抽象的 直到最近，N-赖氨酸乙酰化还被认为在细菌中很少见，但现在人们认识到它会影响数百种细菌。 具有多种细胞功能的细菌蛋白质。乙酰化最初被发现是一种翻译后修饰 (PTM) 作用于真核组蛋白的非结构化、高碱性 N 末端尾部。组蛋白乙酰化构成了 “组蛋白密码”，并调节染色体压缩和各种 DNA 过程，例如基因表达、复制、 修复和重组。在真核生物中，除了组蛋白之外，乙酰化还调节许多其他蛋白质，参与 一系列重要的生物过程。这一观察结果在细菌中也成立，正如表征所证明的那样 超过 30 种不同细菌物种的乙酰基组。然而，绝大多数的生理意义 这些修改的内容仍然未知。此外，乙酰化和脱乙酰化的机制以及 所涉及的细菌酶尚未完全了解。为了解决这些知识差距，我们重点关注 研究枯草芽孢杆菌中必需的组蛋白样蛋白 HBsu 的乙酰化。在细菌中，核仁是 通过类核相关蛋白（NAP）的作用进行压缩和组织。 HBsu 是最广泛的成员 保守的 NAP 家族，被认为是真核组蛋白的功能等同物。我们发现 HBsu 含有 七个新的乙酰化位点，这提出了令人兴奋的可能性，即这些修饰代表“组蛋白样” 细菌中的密码。到目前为止，我们发现 HBsu 在关键赖氨酸残基上的乙酰化是维持正常的所必需的 染色体压缩。此外，我们在枯草芽孢杆菌中鉴定了第二种蛋白质乙酰转移酶。总体目标 我们的研究计划就是破译这个密码。
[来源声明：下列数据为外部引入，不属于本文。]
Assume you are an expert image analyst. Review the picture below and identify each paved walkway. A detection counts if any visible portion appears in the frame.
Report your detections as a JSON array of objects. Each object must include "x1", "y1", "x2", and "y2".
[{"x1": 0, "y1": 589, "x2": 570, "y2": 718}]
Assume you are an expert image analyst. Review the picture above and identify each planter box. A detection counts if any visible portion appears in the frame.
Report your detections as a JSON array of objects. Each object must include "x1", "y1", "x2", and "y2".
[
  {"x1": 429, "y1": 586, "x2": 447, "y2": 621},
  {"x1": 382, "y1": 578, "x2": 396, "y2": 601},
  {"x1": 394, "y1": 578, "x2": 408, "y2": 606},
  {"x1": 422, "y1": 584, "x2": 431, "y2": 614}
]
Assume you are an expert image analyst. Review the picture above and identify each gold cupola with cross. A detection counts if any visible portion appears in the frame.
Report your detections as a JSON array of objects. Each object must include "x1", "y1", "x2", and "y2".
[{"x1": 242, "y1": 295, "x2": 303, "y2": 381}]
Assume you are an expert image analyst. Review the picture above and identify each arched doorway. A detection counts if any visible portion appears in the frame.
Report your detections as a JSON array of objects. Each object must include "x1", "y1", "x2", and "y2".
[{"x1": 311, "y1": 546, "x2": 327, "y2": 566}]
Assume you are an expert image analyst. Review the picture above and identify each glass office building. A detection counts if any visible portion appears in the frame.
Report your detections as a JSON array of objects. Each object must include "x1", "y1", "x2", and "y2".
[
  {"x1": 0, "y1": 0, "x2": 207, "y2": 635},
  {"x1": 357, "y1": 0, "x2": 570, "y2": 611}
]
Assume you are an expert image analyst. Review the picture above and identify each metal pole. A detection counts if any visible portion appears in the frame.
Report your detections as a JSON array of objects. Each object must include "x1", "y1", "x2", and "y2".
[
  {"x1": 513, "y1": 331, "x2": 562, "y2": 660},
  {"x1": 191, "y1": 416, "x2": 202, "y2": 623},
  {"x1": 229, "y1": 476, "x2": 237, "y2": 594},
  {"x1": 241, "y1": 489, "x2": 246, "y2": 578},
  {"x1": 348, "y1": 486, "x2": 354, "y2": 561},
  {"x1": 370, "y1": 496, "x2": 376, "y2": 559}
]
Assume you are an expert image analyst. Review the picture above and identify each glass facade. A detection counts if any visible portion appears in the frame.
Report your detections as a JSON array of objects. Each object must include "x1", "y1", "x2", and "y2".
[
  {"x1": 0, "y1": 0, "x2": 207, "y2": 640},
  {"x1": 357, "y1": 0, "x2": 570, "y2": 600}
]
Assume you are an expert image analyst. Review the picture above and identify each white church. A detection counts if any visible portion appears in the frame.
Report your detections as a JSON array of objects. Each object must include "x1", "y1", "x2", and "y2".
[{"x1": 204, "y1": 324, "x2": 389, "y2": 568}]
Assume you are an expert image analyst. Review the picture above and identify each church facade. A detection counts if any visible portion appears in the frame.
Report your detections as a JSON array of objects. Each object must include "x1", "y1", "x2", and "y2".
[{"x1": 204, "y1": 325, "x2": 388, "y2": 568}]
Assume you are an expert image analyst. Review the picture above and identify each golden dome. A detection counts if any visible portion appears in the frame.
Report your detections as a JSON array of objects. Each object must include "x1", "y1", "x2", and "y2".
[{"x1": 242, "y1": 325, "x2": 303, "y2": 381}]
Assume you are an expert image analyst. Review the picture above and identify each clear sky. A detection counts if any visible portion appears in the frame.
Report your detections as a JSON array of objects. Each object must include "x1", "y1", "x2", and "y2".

我们最近的进展支持了 HBsu 乙酰化的假设 调节细胞分裂和孢子形成，并且还有其他酶参与调节乙酰化。短- 这项工作的长期目标是定义 HBsu 乙酰化调节的酶促机制并确定 HBsu 乙酰化在 DNA 交易调节、稳定期发育和药物耐受性中的重要性。 此外，我们将开发新的基于生化和质谱的蛋白质组学技术来研究 细菌中的乙酰化。我们的长期目标是表征其他 HBsu PTM，识别和表征新颖的 乙酰化酶，并使用乙酰化 HBsu 和新型酶进行详细的结构和生化分析 酶。最终，我们将设计新型细菌乙酰化酶或乙酰化 HBsu 抑制剂并评估其效果 作为潜在的新型抗菌疗法的功效。总之，这些研究可能证明组蛋白的存在- 就像细菌中的代码一样，这是一个意想不到的、令人兴奋的生物学新领域。此外，这些研究将提供 为设计针对蛋白质乙酰化（酶或关键乙酰化）的新型抗菌药物奠定了基础 目标。

项目成果

The use of next-generation sequencing in personalized medicine.

下一代测序在个性化医疗中的应用。

• 发表时间: 2024
• 期刊: ArXiv
• 作者: Popova,Liya;Carabetta,ValerieJ
• 通讯作者: Carabetta,ValerieJ

Addressing the Possibility of a Histone-Like Code in Bacteria.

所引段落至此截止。